Hamburg survived Viking raids, was burned down by Poles in the 11th century, endured Danish raids, was decimated by the Black Death in the 14th century, suffered a major cholera outbreak in the 19th century, numerous fires from Middle Ages through WWII fire-bombings and a major North Sea flood in the 60’s. The city’s resilience to recover ever more prosperous than before is amazing.

Art & Culture

Three of Germany’s major and authoritative media outlets call Hamburg home – Der Spiegel magazine, Die Zeit newspaper and regional broadcaster NDR. As historical testament to the importance the city has always placed on popular culture from theatre and orchestra to plastic art from every period, Club Indra was one of the very first places The Beatles played outside of England during their formative years.


The Elbphilharmonie is one of the world’s largest and acoustically-advanced concert halls.
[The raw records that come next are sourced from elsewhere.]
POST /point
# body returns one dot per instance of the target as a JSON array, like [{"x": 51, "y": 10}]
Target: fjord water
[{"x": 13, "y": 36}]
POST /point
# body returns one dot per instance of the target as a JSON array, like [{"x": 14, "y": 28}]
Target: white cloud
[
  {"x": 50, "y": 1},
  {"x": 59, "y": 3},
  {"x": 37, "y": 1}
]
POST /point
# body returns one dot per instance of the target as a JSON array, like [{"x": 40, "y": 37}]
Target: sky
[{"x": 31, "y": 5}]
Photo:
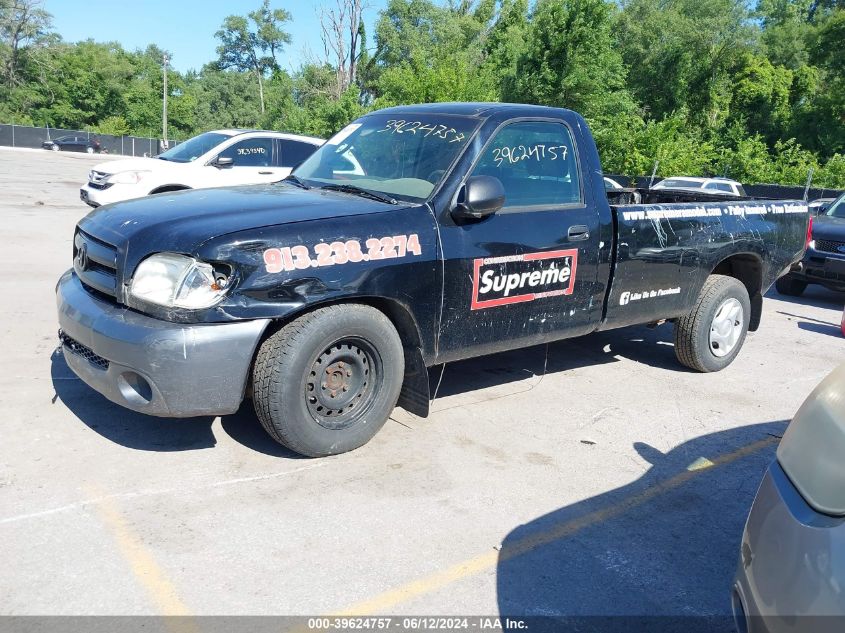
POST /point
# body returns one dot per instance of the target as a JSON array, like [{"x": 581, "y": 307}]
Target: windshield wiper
[
  {"x": 358, "y": 191},
  {"x": 296, "y": 181}
]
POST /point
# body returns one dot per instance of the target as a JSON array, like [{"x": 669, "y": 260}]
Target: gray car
[{"x": 791, "y": 572}]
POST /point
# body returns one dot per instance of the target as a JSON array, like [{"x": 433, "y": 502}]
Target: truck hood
[
  {"x": 829, "y": 228},
  {"x": 136, "y": 164},
  {"x": 181, "y": 221}
]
Inaugurated in 2017 as Hamburg’s tallest inhabited building, it unmistakeably juts like a giant glass sail into the natural harbour near the UNESCO World Heritage warehouse district called Speicherstadt. As one of Germany’s leading commercial cities and therefore a target, WWII took a heavy toll and much of the prominent architecture is spectacularly post-modern.


The free Hanseatic city state of Hamburg is Europe’s third-largest port and was in part engineered by damming the River Alster to create two lakes in the city centre near the mouth of the River Elbe. Boasting more canals than Venice, sections of the old city are reminiscent of Amsterdam – especially by boat – and led to the traveller’s nickname of Venice of the North.
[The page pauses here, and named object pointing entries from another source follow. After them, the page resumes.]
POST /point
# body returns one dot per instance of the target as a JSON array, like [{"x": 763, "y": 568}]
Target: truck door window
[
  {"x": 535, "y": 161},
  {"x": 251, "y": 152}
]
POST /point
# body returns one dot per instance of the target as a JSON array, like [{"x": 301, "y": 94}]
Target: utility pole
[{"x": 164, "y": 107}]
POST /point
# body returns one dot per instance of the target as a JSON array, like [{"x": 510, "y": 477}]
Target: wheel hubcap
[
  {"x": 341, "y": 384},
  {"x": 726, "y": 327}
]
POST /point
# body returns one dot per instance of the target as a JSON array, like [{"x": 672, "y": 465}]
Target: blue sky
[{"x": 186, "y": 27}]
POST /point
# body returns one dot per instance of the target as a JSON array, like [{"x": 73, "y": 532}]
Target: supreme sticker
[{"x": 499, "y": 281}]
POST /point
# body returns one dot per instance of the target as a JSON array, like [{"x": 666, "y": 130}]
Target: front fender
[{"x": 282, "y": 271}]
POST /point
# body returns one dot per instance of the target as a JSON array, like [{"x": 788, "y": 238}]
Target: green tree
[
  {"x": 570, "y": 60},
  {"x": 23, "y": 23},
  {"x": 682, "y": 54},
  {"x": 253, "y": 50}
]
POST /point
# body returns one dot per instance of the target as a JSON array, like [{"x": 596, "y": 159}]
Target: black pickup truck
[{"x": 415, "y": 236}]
The area around modern Hamburg was first noted in Roman geographical records in the 2nd century AD. The city’s name comes from a castle, or Burg, ordered built by Emperor Charlemagne in 808 AD. Because of the port’s natural strategic location and subsequent economic growth and prosperity, Hamburg suffered endless raids, occupations, natural disasters and bore the brunt of wars.
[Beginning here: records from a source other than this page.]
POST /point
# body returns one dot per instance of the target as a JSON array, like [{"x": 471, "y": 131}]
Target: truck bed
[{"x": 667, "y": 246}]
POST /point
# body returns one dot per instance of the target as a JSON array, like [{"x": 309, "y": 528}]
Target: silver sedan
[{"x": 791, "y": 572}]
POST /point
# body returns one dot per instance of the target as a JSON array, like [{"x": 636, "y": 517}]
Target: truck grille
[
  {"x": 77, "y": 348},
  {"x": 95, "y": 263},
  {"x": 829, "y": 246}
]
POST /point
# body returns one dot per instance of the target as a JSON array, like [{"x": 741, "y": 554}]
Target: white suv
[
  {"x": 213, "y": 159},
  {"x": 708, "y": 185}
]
Rebirth and ever ambitious rebuilding followed each wave of Hamburg’s misfortune. The city state is a marvel of unrivalled urban canalization, is home to the world’s oldest merchant bank and Germany’s oldest stock exchange. Hamburg’s Teflon resilience and noteworthy recovery from disasters before and after world wars is a modern model. It ranks today in the top-20 highest qualities of city living.